Believe it or not, I have been so occupied by real world concerns that I haven't even been able to keep up with my favorite blogs, much less my own posts. I am stealing a few minutes to examine something that Tim touched upon.
My life has become somewhat insulated since I married my soul mate. I never did have a grand circle of friends, mostly just acquaintances with which whom I did not share much in common except frequenting the same bar or working at the same place. Since my Mom died I have pretty much been estranged from my rather large, far flung, and never there family, and I don't gel very well with my in-laws, although my step-daughters are truly a joy to me. As my Wife and I and our marriage has aged and mellowed, and our energy, time, and money to party has ebbed with the passing years, it's become pretty much me and her, two souls very happy to share our special place alone together, except for those times that the kids visit, or we go to visit them. Even going out to a restaurant has become a very rare treat as the assault on the middle class continues unabated and our finances become less and less adequate for anything other than mere living. I'm not really complaining about it; we love each other's company and manage to keep ourselves occupied as cheaply as possible. We both know it can always get worse, so we treasure the relative good times.
I do have people at work that I consider friends (as much as you can use that word for people you spend 12 hours three days of each week with), but my lifestyle such as it is still very much resembles that of a hermit, stuck behind the battlements, bereft of contact with people whose mentality and life experience would so grandly enhance my own. I'm sorry, but as much as I love my wife and enjoy the discussions we have about life, the universe, and everything, I still thirst for comradeship with people who can absorb what I pontificate without their eyes glazing over or falling over with convulsions. I DO live in Redneckville, and my outlook is pretty much on par with latin to most folks I come in contact with.
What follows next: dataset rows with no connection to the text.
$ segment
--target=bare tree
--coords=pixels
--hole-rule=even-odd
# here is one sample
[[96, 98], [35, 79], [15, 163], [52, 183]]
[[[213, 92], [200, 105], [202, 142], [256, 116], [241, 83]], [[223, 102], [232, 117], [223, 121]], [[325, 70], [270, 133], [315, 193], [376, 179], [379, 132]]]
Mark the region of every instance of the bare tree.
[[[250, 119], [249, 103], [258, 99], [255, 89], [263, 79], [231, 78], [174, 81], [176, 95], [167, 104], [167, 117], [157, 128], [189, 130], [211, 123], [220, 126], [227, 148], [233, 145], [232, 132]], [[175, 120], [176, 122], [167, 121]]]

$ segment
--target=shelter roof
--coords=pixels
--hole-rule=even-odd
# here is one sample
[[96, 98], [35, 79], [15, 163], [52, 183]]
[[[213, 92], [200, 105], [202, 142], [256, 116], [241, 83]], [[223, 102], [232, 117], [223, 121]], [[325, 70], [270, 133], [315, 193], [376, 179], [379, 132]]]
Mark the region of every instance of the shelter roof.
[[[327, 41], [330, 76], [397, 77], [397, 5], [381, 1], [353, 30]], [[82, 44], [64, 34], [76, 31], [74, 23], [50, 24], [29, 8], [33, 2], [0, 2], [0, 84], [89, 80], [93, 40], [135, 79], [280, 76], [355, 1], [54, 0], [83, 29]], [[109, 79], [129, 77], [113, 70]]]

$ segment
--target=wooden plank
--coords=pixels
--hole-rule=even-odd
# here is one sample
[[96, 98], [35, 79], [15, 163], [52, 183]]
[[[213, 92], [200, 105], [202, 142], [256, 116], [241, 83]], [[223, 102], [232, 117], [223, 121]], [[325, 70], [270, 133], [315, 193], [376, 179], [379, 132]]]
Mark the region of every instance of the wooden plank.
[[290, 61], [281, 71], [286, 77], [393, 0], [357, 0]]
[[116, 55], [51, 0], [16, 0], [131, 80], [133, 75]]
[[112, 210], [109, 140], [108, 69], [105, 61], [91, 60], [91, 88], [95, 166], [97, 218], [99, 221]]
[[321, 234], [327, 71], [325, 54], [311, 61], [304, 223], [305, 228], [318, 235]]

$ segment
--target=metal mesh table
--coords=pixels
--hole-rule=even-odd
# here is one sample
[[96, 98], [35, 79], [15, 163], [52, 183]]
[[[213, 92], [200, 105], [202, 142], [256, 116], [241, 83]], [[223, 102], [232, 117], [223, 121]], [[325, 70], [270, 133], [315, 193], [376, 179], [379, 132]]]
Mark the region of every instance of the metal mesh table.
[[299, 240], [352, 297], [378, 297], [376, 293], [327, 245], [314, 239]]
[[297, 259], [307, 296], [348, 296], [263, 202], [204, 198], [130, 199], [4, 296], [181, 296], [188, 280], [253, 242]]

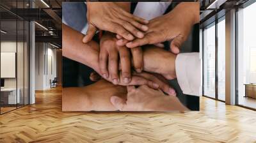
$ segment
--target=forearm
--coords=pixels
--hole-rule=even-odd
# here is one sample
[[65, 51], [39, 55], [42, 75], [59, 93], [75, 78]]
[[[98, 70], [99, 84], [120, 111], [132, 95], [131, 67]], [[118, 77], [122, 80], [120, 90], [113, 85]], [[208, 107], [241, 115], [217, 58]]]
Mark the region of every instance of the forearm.
[[130, 12], [131, 2], [115, 2], [115, 3], [127, 12]]
[[179, 4], [173, 10], [177, 13], [188, 16], [188, 23], [193, 25], [199, 22], [200, 19], [200, 3], [199, 2], [182, 2]]
[[110, 102], [111, 96], [125, 98], [126, 94], [125, 87], [105, 80], [86, 87], [63, 88], [62, 109], [63, 111], [114, 111], [117, 109]]
[[63, 88], [63, 111], [87, 111], [92, 108], [89, 95], [83, 89], [83, 87]]
[[98, 66], [98, 43], [94, 41], [83, 43], [84, 35], [64, 24], [62, 31], [62, 55], [95, 70]]
[[146, 106], [148, 110], [152, 111], [184, 111], [189, 110], [177, 97], [164, 96], [158, 98]]
[[143, 47], [143, 70], [157, 73], [173, 79], [175, 73], [176, 55], [161, 48], [148, 45]]

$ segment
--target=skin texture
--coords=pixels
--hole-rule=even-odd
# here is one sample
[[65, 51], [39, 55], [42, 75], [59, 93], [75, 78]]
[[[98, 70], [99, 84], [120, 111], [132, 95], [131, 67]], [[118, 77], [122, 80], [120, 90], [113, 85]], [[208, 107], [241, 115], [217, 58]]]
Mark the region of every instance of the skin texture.
[[113, 96], [112, 104], [121, 111], [173, 111], [188, 110], [173, 96], [166, 96], [158, 90], [147, 86], [138, 88], [127, 86], [127, 99]]
[[[135, 89], [100, 80], [86, 87], [63, 89], [63, 111], [170, 111], [188, 110], [174, 96], [147, 86]], [[127, 93], [128, 91], [128, 93]]]
[[[181, 3], [168, 13], [150, 20], [148, 30], [143, 38], [136, 38], [132, 41], [127, 40], [117, 41], [116, 44], [125, 45], [129, 48], [137, 47], [147, 44], [159, 44], [165, 41], [172, 41], [170, 50], [178, 54], [182, 43], [187, 40], [192, 26], [199, 22], [199, 6], [197, 2]], [[121, 35], [116, 36], [121, 38]]]
[[[126, 84], [131, 82], [131, 58], [130, 50], [125, 46], [118, 46], [115, 35], [106, 32], [100, 42], [99, 63], [100, 73], [105, 78], [110, 78], [114, 84], [118, 84], [120, 79], [118, 76], [118, 61], [121, 66], [122, 80]], [[137, 72], [141, 72], [143, 68], [142, 50], [140, 48], [131, 49], [134, 67]]]
[[[90, 41], [86, 44], [83, 43], [81, 41], [83, 34], [65, 24], [63, 24], [62, 29], [63, 56], [91, 67], [100, 76], [104, 77], [100, 72], [99, 45], [93, 41]], [[85, 55], [86, 56], [84, 56]], [[169, 93], [171, 91], [171, 93], [173, 93], [174, 90], [166, 83], [161, 80], [158, 80], [158, 78], [156, 76], [148, 73], [142, 72], [138, 73], [133, 72], [131, 82], [129, 84], [125, 83], [123, 78], [121, 78], [122, 77], [122, 72], [120, 73], [118, 76], [120, 79], [118, 85], [135, 86], [147, 84], [152, 88], [160, 89], [166, 93]], [[105, 78], [105, 79], [112, 82], [110, 77]]]
[[118, 34], [128, 40], [141, 38], [148, 27], [148, 20], [129, 13], [131, 3], [87, 2], [87, 20], [89, 22], [84, 43], [90, 41], [97, 29]]

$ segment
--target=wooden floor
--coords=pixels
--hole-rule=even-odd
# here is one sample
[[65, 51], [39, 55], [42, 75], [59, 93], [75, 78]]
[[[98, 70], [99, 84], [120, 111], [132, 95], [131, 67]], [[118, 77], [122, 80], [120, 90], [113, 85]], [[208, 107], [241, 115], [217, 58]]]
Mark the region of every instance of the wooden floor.
[[200, 111], [62, 112], [61, 90], [0, 116], [0, 142], [256, 142], [256, 112], [200, 99]]

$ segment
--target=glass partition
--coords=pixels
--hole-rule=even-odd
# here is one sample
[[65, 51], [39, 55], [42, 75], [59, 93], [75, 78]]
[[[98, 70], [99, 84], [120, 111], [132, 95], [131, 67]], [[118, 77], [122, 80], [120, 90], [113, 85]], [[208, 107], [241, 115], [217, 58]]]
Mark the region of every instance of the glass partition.
[[225, 22], [222, 17], [218, 24], [218, 98], [225, 100]]
[[[27, 8], [28, 1], [12, 2], [12, 8]], [[29, 104], [29, 38], [28, 21], [0, 8], [0, 114]]]
[[215, 23], [204, 34], [204, 95], [215, 98]]
[[17, 21], [1, 22], [1, 112], [15, 109], [20, 96], [17, 90]]
[[256, 3], [237, 11], [237, 103], [256, 109]]

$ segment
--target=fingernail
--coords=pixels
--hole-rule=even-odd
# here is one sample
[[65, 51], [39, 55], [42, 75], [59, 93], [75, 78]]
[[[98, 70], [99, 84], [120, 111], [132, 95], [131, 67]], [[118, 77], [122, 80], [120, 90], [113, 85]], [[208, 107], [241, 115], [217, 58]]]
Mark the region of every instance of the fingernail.
[[146, 23], [146, 24], [148, 24], [149, 22], [149, 21], [147, 20], [144, 20], [144, 22]]
[[159, 87], [159, 85], [156, 84], [156, 83], [153, 83], [153, 86], [155, 88], [158, 88]]
[[125, 84], [129, 84], [129, 82], [130, 82], [129, 78], [128, 78], [128, 77], [124, 78], [124, 83], [125, 83]]
[[126, 45], [127, 47], [131, 47], [131, 46], [132, 45], [132, 41], [130, 41], [130, 42], [126, 43], [125, 45]]
[[116, 85], [116, 84], [118, 84], [118, 80], [116, 79], [115, 79], [113, 80], [113, 83], [115, 85]]
[[137, 36], [138, 36], [138, 38], [143, 38], [144, 34], [141, 32], [137, 32]]
[[147, 26], [141, 26], [141, 29], [142, 29], [143, 31], [147, 31], [147, 30], [148, 29], [148, 27], [147, 27]]
[[106, 73], [103, 74], [103, 77], [104, 77], [104, 78], [105, 78], [105, 79], [108, 79], [108, 75], [106, 74]]
[[175, 94], [175, 93], [176, 93], [175, 91], [173, 89], [172, 89], [172, 88], [169, 88], [169, 93], [170, 93], [171, 94]]
[[128, 34], [128, 38], [131, 40], [133, 40], [133, 38], [134, 38], [132, 34]]
[[141, 73], [141, 72], [142, 72], [142, 69], [141, 69], [141, 68], [136, 68], [136, 71], [138, 73]]

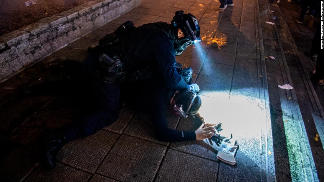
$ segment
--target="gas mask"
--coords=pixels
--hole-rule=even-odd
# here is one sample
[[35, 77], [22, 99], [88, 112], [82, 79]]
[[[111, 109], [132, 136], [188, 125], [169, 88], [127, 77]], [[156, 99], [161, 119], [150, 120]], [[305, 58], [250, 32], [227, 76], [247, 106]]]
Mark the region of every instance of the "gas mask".
[[[174, 94], [174, 96], [175, 96], [176, 94], [176, 93]], [[185, 118], [187, 117], [189, 115], [195, 115], [198, 112], [194, 114], [190, 114], [189, 111], [190, 110], [190, 109], [191, 109], [191, 107], [192, 106], [192, 104], [193, 103], [193, 101], [195, 100], [195, 99], [196, 98], [197, 96], [197, 94], [196, 94], [195, 93], [192, 96], [191, 102], [190, 102], [190, 104], [189, 105], [189, 107], [188, 107], [188, 108], [186, 111], [183, 110], [183, 105], [181, 103], [177, 103], [177, 101], [175, 102], [175, 103], [173, 103], [174, 104], [173, 105], [173, 110], [177, 114]]]
[[176, 40], [173, 44], [176, 55], [179, 56], [181, 54], [186, 48], [192, 44], [192, 43], [185, 37], [180, 38]]

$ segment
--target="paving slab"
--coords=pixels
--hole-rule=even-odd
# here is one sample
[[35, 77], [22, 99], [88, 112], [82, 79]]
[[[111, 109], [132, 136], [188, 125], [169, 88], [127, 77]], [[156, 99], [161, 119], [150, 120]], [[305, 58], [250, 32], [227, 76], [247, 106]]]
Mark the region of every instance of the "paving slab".
[[93, 135], [68, 143], [60, 151], [56, 158], [63, 163], [94, 174], [119, 136], [99, 130]]
[[238, 56], [242, 56], [253, 58], [257, 58], [256, 47], [251, 44], [239, 43], [237, 50]]
[[196, 83], [200, 88], [200, 95], [219, 99], [228, 98], [232, 84], [230, 81], [200, 75]]
[[91, 178], [91, 180], [90, 180], [90, 182], [117, 182], [117, 181], [118, 181], [97, 174], [93, 175], [92, 178]]
[[[141, 114], [140, 116], [141, 118], [139, 118], [138, 115], [135, 115], [132, 119], [129, 124], [124, 131], [124, 133], [164, 145], [168, 145], [168, 142], [162, 142], [157, 140], [154, 133], [149, 116], [146, 114]], [[167, 121], [169, 128], [175, 129], [178, 125], [180, 117], [180, 116], [172, 112], [167, 112]]]
[[203, 60], [208, 52], [207, 48], [199, 48], [199, 47], [189, 46], [180, 55], [186, 57], [197, 58]]
[[44, 82], [41, 79], [35, 79], [23, 74], [18, 74], [2, 83], [0, 86], [0, 95], [7, 99], [39, 109], [42, 108], [56, 97], [53, 95], [21, 96], [19, 94], [19, 88]]
[[260, 181], [261, 170], [259, 167], [236, 166], [221, 163], [217, 181]]
[[217, 162], [169, 149], [156, 181], [214, 181], [218, 167]]
[[122, 181], [153, 181], [167, 147], [122, 135], [97, 171]]
[[3, 181], [21, 181], [38, 164], [35, 154], [8, 143], [1, 144], [0, 176]]
[[44, 108], [46, 111], [75, 119], [85, 115], [88, 110], [76, 95], [68, 93], [58, 96]]
[[216, 32], [212, 38], [217, 40], [236, 43], [237, 42], [238, 37], [238, 35], [235, 34]]
[[105, 127], [103, 129], [111, 132], [121, 134], [134, 115], [135, 113], [134, 111], [126, 105], [120, 111], [119, 117], [117, 121], [110, 125]]
[[211, 43], [210, 48], [214, 50], [236, 53], [236, 43], [214, 39]]
[[87, 34], [83, 37], [86, 38], [99, 40], [100, 38], [105, 37], [106, 35], [111, 33], [112, 32], [97, 29]]
[[41, 111], [13, 134], [9, 139], [30, 150], [41, 153], [43, 131], [49, 128], [58, 128], [71, 122], [65, 117]]
[[185, 67], [191, 67], [194, 73], [198, 73], [200, 71], [203, 60], [179, 56], [176, 57], [177, 62], [182, 64]]
[[[80, 54], [86, 54], [86, 52], [74, 49], [64, 48], [37, 62], [21, 73], [24, 76], [28, 76], [40, 81], [55, 81], [66, 79], [67, 77], [76, 74], [76, 70], [79, 69], [76, 67], [78, 65], [78, 62], [74, 62], [72, 63], [74, 66], [74, 69], [68, 69], [68, 68], [64, 67], [58, 66], [57, 65], [59, 65], [57, 63], [59, 63], [60, 61], [67, 59], [83, 61], [83, 59], [79, 59], [79, 56]], [[68, 64], [68, 62], [63, 62]], [[78, 66], [81, 66], [81, 62], [80, 62]], [[17, 75], [21, 76], [21, 75]], [[37, 82], [35, 83], [34, 84], [37, 83]]]
[[231, 81], [233, 78], [234, 69], [234, 67], [232, 66], [206, 61], [202, 65], [199, 74], [200, 75]]
[[97, 40], [97, 39], [94, 40], [81, 38], [71, 43], [67, 46], [66, 47], [68, 48], [69, 48], [80, 50], [86, 51], [88, 50], [88, 48], [89, 47], [89, 46], [95, 44], [98, 40], [98, 39]]
[[[211, 98], [208, 98], [208, 99]], [[203, 105], [205, 104], [203, 102]], [[188, 118], [181, 118], [177, 127], [177, 130], [186, 131], [195, 131], [202, 123], [200, 121]], [[220, 148], [211, 140], [194, 141], [173, 142], [170, 148], [211, 160], [217, 161], [216, 157]]]
[[28, 176], [26, 181], [86, 181], [91, 175], [60, 163], [53, 169], [48, 170], [41, 165]]
[[[19, 112], [17, 112], [19, 111]], [[7, 101], [0, 105], [0, 136], [6, 137], [28, 120], [37, 110], [26, 105]]]
[[230, 66], [234, 66], [236, 54], [234, 53], [211, 49], [208, 51], [205, 61]]
[[18, 88], [41, 83], [42, 81], [19, 74], [0, 84], [0, 96], [14, 99], [18, 95]]
[[217, 28], [217, 31], [238, 35], [239, 25], [234, 24], [231, 21], [221, 21]]
[[[134, 9], [133, 9], [133, 10]], [[104, 25], [99, 27], [98, 28], [98, 30], [107, 31], [107, 32], [113, 32], [119, 27], [120, 26], [120, 24], [115, 24], [110, 22], [108, 23], [105, 24]]]

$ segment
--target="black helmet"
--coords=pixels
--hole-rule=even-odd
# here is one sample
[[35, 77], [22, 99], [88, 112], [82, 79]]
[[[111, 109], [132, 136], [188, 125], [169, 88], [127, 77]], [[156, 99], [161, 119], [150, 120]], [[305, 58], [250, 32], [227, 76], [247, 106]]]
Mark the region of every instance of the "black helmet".
[[[175, 30], [179, 29], [185, 35], [184, 37], [176, 38], [174, 44], [176, 55], [178, 55], [189, 46], [202, 40], [200, 28], [196, 17], [189, 13], [184, 13], [182, 10], [177, 11], [175, 14], [171, 24], [176, 28]], [[177, 37], [177, 33], [175, 34]]]

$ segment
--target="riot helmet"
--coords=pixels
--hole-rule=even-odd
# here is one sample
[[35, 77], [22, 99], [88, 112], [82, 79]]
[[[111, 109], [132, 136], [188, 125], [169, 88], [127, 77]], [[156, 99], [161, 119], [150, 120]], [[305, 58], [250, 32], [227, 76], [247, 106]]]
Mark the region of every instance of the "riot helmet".
[[186, 118], [198, 113], [201, 106], [201, 99], [197, 93], [184, 90], [174, 94], [172, 104], [176, 113]]
[[[177, 11], [175, 16], [171, 22], [171, 26], [175, 28], [176, 39], [173, 44], [176, 55], [182, 53], [186, 48], [192, 44], [201, 42], [200, 28], [198, 20], [194, 16], [188, 13], [184, 13], [183, 11]], [[181, 30], [185, 36], [184, 37], [178, 37], [178, 29]]]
Whenever I am forced to "speak the language", it duns down my very soul and can be quite painful.
Then, thank Bob, I found Blogger. At first it seemed like there wasn't anything I read that was going to interest me, since most blogs I surfed thru really were nothing more than journals written by kids and people who shouldn't be allowed near something with a keyboard. Then I came across a crotchety old veteran with a flair for telling stories and making just about anything sound soooo sweet. Within a few posts I was hooked, and before long I felt a connection with this gentleman (no offense intended, good buddy) that I do not think would have been possible had I met him under any other circumstance. Then I came across a few others by virtue of the links provided, one guy very much like me in so many ways yet different enough to be downright scary, thanks to his diabolical flair with photoshop; a rather good looking (as in you'd damn well better laugh WITH her and not AT her) artist with a hard-nosed and downright hilarious take on what life has handed her; and a scholarly gentlemen who never stops examining life and all the things he has learned, not the slightest bit afraid to re-examine his beliefs, and the energy to take on life with gusto and respect for the earth.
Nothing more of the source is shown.